(Posted Aug. 4, 2017)
Madison-Plains High School announces this year’s class of inductees into its Athletic Hall of Fame. The ceremony will take place Aug. 5 at the high school.
• Lisa Null Wijnands was a standout basketball player at Madison-Plains from 1981 to 1985. Her career total of 1,415 points still stands as the school record for both boys and girls. A four-year varsity starter, Wijnands scored her 1,000th point during her junior year. She was named Class AA Special Mention All-Ohio in 1982-83 and 1983-84. She was named to the South Central Ohio League all-league team all four years.
Wijnands also excelled in volleyball and softball, earning a total of 10 varsity letters. She was named all-SCOL in volleyball and softball.
• Chris Smith is the most accomplished boys’ track and cross country athlete in the history of Madison-Plains. In track, he was a two-time individual state qualifier in the 3200 meters, finishing eighth in 1988 and ninth in 1989. His 4×800-meter relay team also qualified for the state meet. He still holds the Madison-Plains records in the 3200 meters (9:37), 1600 meters (4:31), and 4×800-meter relay (8:11). He was a six-time KTC league champion, two-time district champion in the 3200 meters, and two-time regional champion in the 3200 meters.
In cross country, he ran on the first ever Madison-Plains team. He placed 16th at the state cross country meet, setting the Madison-Plains school record of 16:07. He was selected for and ran in the National Jr. TAC cross country meet in 1988. After graduation, Smith went on to have a standout career at the University of Rio Grande. He was a seven-time national NAIA qualifier. In 1994, he was an NAIA All-American, finishing fourth at the national meet in the 10,000 meters (30:38). He also served as the Madison-Plains cross country coach for the 1990 KTC league champion team.
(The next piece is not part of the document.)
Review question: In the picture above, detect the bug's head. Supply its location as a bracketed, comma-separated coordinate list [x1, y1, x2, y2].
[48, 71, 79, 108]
• Brian Stoughton was a star football player for Madison-Plains, graduating in 1991. He was a co-captain on the 1990 Kenton Trace Conference champions,hip team, still the only Madison-Plains football league champions. That season, he rushed for a then school record of 1,683 yards and 24 touchdowns. His 1,683 yards led all of central Ohio in rushing. He also had a team leading 82 tackles, four interceptions, 33.1 punting average, and 33.1 kick-off return average. He was named Div. IV second team All-Ohio at running back, in addition to being named all league, county and district.
Stoughton also was a standout on the Madison-Plains basketball and baseball teams. He received a full athletic scholarship to play football at The Ohio State University. While at OSU, he was twice named academic all Big Ten and he earned a varsity football letter in 1995.
• Dickie Brown is one of the greatest basketball players in the history of Madison-Plains. Known for his shooting ability, Brown scored 994 points in just two years of varsity basketball. He averaged 27.5 points per game in 1979-1980 and was named Class AA second team All-Ohio. He scored a Madison-Plains record of 45 points against Hillsboro. He was the 1979-80 Central District Player of the Year and was twice all-SCOL. He helped lead the 1978-79 team to the Central District title. At the end of his senior season, he was selected to play in the District 10 All-Star Game.
Brown was also a fantastic baseball player. In 1979, he batted .408 and was named first-team all-SCOL, as Madison-Plains won the SCOL and finished the season with a 21-3 record.
• The 1978-79 boys’ basketball team is one of the most memorable teams ever to play at Madison-Plains. The team had a record of 15-8 and won the Class AA Central District championship with a victory over River Valley before narrowly losing in the regional semifinals. Mike Wilson was the team captain and Dickie Brown led the team in scoring. Other members of the team included Ben Stroup, Todd Henry, Scott Joslin, Pat Blackburn, Jeff Griffith, John Ruggles, Jeff Moss, Mark Kimbler, Dean Glispie and John Gray. The team was coached by first-year coach Dan Hughes. Hughes went on to a successful coaching career in college basketball and the WNBA.